It’s hard for publishers to go to clients — who are paying them — and say, “Let’s not put 50 ad calls in a creative just to collect audience data,” said Dicker. But ad blocking is “pushing us to think differently about how we create products,” he said. At Washington Post, the CMS, called Arc, incorporates technologies, for example. So unlike other content management systems that have to live within a closed tech circuit, the Post can have different technologies communicate. And these can be ad products sold to other publishers, too. “I don’t believe we should be relying on third-party tech to deliver quality.”
Arc is a growing revenue stream.
Publishers are loathe to ditch their CMS, which is fair.
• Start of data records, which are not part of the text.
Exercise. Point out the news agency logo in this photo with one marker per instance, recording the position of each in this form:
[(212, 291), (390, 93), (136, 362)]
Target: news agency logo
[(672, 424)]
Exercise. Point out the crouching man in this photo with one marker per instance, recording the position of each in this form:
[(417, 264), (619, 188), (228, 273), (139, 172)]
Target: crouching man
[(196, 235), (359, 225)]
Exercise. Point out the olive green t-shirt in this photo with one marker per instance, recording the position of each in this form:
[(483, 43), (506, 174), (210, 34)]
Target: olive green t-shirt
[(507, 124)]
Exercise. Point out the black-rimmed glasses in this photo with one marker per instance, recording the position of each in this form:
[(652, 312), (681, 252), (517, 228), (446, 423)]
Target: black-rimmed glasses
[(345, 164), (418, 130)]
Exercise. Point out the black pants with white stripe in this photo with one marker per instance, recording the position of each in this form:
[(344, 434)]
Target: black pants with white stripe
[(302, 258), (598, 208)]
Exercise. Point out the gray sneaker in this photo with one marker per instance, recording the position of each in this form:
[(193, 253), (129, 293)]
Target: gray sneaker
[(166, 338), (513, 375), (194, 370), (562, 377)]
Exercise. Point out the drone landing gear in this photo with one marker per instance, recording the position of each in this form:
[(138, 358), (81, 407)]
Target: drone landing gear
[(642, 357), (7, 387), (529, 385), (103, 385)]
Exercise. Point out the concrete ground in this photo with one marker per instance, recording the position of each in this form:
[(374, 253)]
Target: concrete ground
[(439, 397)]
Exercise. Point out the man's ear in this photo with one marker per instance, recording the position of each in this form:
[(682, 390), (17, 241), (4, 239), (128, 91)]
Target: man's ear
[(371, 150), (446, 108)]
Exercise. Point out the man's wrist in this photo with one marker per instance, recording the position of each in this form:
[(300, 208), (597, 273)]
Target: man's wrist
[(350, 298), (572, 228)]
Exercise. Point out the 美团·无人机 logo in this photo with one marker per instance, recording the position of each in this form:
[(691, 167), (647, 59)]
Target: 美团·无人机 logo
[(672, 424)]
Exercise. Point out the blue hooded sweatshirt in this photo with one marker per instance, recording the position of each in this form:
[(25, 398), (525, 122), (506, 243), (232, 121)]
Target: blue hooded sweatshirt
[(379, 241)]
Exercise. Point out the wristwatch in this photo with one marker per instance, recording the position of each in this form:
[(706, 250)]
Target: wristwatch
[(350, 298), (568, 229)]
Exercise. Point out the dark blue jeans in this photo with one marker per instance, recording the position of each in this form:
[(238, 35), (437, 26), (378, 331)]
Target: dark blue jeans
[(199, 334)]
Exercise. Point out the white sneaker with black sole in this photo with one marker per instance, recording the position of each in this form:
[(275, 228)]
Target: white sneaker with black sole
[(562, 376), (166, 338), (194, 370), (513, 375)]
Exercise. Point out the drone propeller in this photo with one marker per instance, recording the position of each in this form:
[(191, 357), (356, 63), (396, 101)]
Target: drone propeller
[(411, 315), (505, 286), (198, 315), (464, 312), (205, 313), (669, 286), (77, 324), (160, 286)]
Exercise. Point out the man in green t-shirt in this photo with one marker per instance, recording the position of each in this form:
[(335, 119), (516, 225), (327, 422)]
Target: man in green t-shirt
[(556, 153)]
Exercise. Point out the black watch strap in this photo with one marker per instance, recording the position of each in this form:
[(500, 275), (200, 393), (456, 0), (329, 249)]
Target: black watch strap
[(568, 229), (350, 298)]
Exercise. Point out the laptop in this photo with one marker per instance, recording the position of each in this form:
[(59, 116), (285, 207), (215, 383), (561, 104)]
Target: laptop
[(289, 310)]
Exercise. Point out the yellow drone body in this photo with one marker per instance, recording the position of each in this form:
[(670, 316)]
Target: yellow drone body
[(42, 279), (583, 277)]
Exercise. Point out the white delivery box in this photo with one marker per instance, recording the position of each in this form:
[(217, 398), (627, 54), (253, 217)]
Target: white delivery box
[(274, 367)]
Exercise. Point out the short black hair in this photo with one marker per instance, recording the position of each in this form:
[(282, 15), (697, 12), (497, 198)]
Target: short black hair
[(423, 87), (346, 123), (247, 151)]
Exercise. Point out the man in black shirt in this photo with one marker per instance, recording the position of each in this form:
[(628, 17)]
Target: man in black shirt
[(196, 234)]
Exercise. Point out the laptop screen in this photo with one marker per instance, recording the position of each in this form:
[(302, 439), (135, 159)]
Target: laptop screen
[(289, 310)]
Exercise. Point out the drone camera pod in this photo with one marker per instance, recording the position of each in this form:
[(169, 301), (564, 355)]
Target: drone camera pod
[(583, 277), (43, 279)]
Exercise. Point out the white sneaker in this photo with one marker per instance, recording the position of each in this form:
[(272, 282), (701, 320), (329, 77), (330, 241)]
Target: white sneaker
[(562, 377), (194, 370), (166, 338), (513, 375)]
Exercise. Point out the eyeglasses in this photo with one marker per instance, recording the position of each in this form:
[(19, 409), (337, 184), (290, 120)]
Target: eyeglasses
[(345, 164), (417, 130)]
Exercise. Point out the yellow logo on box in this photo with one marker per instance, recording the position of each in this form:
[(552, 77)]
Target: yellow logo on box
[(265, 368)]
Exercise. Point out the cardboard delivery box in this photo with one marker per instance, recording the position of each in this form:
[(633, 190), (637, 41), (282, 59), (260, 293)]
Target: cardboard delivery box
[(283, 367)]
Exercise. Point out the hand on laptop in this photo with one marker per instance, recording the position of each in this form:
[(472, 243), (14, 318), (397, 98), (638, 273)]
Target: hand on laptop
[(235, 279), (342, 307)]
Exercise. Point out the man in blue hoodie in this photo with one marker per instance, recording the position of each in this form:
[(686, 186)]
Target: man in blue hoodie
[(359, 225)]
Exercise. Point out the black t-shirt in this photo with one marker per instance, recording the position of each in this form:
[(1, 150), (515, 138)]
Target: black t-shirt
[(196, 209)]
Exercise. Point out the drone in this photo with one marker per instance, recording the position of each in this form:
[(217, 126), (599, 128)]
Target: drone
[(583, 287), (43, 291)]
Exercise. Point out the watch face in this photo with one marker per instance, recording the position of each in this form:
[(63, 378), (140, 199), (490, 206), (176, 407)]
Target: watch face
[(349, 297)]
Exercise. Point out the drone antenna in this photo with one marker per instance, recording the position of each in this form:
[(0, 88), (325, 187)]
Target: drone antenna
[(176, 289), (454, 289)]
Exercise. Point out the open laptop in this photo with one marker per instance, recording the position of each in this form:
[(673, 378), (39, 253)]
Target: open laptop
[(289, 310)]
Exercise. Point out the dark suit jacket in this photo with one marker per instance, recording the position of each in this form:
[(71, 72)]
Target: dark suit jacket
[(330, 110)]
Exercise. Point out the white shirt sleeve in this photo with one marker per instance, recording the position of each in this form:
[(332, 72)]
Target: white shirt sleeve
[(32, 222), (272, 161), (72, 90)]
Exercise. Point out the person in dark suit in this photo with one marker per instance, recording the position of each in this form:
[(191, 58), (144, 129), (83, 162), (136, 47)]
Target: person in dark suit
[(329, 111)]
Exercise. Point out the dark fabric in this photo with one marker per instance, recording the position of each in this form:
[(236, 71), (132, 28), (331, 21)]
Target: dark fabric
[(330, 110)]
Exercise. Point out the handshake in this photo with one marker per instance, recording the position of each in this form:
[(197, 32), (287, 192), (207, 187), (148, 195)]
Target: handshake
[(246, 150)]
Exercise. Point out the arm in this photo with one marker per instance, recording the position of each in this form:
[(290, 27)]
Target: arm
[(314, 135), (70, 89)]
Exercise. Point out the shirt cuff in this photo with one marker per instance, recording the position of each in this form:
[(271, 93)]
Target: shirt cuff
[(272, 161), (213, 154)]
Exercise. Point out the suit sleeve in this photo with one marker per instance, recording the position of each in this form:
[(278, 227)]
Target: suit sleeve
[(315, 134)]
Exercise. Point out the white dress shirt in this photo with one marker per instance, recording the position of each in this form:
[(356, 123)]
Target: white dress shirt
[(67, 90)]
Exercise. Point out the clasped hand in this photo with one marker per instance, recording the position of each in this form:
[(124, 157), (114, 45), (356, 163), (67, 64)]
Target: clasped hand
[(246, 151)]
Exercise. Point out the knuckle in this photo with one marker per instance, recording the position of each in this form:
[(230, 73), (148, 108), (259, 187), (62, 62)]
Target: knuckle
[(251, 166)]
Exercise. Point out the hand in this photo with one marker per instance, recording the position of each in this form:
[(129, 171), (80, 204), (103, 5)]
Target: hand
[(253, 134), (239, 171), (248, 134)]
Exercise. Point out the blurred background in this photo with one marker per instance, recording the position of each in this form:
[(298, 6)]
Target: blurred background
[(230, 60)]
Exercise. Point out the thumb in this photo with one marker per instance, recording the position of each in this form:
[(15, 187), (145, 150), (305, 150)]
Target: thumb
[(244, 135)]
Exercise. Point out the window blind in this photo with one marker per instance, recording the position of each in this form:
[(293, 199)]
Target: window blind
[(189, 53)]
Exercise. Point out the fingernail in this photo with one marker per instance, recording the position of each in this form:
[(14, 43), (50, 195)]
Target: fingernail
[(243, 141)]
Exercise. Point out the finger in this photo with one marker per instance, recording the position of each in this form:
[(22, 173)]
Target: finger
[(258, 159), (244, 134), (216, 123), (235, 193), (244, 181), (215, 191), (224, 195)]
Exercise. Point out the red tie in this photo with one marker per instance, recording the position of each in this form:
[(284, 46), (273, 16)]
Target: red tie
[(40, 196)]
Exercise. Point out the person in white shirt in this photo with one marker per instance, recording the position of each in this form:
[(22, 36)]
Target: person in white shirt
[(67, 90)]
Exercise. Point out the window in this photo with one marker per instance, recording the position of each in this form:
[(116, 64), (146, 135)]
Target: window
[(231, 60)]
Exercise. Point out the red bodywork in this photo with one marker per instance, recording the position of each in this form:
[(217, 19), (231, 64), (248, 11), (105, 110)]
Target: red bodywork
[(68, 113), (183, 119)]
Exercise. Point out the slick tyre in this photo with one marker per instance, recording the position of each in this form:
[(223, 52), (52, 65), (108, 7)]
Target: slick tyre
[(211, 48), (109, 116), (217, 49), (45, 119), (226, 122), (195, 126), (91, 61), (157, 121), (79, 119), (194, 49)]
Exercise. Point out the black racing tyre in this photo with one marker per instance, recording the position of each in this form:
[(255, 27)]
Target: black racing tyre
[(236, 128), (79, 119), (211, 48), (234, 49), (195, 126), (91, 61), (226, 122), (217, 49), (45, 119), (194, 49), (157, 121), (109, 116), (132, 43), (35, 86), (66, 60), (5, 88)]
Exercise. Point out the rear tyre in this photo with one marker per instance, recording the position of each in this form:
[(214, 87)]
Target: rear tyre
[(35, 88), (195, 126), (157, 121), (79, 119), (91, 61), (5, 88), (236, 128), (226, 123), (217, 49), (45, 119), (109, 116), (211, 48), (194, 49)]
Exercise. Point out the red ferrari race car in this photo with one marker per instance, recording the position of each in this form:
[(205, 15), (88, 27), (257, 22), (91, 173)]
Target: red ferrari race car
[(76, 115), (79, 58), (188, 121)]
But Dicker said that the Post’s products don’t force them to. “We’re not saying you have to ditch [your stack],” he said. “We can be a bridge. What differentiates us is we sympathize and understand that chain of technologies publishers are using.” And the Post’s operation itself can be a proof point. “With ad blocking and distributed channels, we need to experiment with different capabilities we can go out there and bring to market,” he said.
Dicker thinks this is an opportunity to move the industry forward.
Ultimately, the issues are ones platform behemoths like Facebook and Google have to solve. When the Post launched on Progressive Web Apps, content loaded in 80 milliseconds. Ads took four to five seconds. That gap allows the fraud and viewability issues to click in. “It’s fun to solve this,” said Dicker, who acknowledged that this is ultimately a problem for Google to fix. “But the opportunity to be at the forefront of this change is great.”